Professor Cathie Sudlow OBE was commissioned to lead the independent review by the CMO for England, NHS England’s National Director for Transformation and the UK National Statistician.
Scientists often wait months or even years to securely access health data before they can carry out crucial research into conditions like dementia, cancer and heart disease.
The Sudlow Review is a call to action for policymakers and healthcare leaders and emphasises that health data should be seen as critical national infrastructure requiring careful leadership and vital investment.
Professor Sudlow said: “We are simply not maximising the benefits to society from the rich abundance of health data in the UK. Far too often research about health conditions affecting millions of people across the UK is prevented or delayed by the complexity of our data systems.

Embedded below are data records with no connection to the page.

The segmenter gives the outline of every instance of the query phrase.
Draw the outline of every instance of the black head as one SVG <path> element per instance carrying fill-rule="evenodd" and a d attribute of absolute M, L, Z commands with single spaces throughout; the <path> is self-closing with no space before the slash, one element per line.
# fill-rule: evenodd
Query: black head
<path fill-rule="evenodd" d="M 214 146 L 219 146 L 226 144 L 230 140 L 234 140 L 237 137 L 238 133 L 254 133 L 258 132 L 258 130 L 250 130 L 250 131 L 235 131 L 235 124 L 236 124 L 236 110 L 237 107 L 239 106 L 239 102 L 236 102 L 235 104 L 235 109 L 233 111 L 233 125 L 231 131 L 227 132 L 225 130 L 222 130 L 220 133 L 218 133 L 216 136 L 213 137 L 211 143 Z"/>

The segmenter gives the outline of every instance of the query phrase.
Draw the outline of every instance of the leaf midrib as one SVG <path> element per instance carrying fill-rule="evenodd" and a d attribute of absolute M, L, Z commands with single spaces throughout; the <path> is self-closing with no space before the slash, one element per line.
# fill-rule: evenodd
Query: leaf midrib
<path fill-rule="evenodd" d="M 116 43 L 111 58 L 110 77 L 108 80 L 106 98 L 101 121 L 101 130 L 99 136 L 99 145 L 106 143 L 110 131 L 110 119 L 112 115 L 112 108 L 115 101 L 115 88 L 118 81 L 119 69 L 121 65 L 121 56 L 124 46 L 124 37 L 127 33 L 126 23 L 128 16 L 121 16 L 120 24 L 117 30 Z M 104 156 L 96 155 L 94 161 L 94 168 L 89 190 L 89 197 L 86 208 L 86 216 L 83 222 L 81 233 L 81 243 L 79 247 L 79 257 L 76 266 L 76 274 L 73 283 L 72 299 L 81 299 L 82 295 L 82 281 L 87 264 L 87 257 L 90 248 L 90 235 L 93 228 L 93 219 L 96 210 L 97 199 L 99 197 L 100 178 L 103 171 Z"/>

We are letting patients and their families down as a result.”
The review includes five recommendations that highlight the need to remove barriers, streamline processes, and enable safe and secure data use across the UK:
- Major national public bodies with responsibility for or interest in health data should agree a coordinated joint strategy to recognise England’s health data for what they are: a critical national infrastructure.
- Key government health, care and research bodies should establish a national health data service in England with accountable senior leadership.
- The Department of Health and Social Care should oversee and commission ongoing, coordinated, engagement with patients, public, health professionals, policymakers and politicians.
- The health and social care departments in the four UK nations should set a UK-wide approach to streamline data access processes and foster proportionate, trustworthy data governance.
- National health data organisations and statistical authorities in the four UK nations should develop a UK-wide system for standards and accreditation of secure data environments (SDEs) holding data from the health and care system.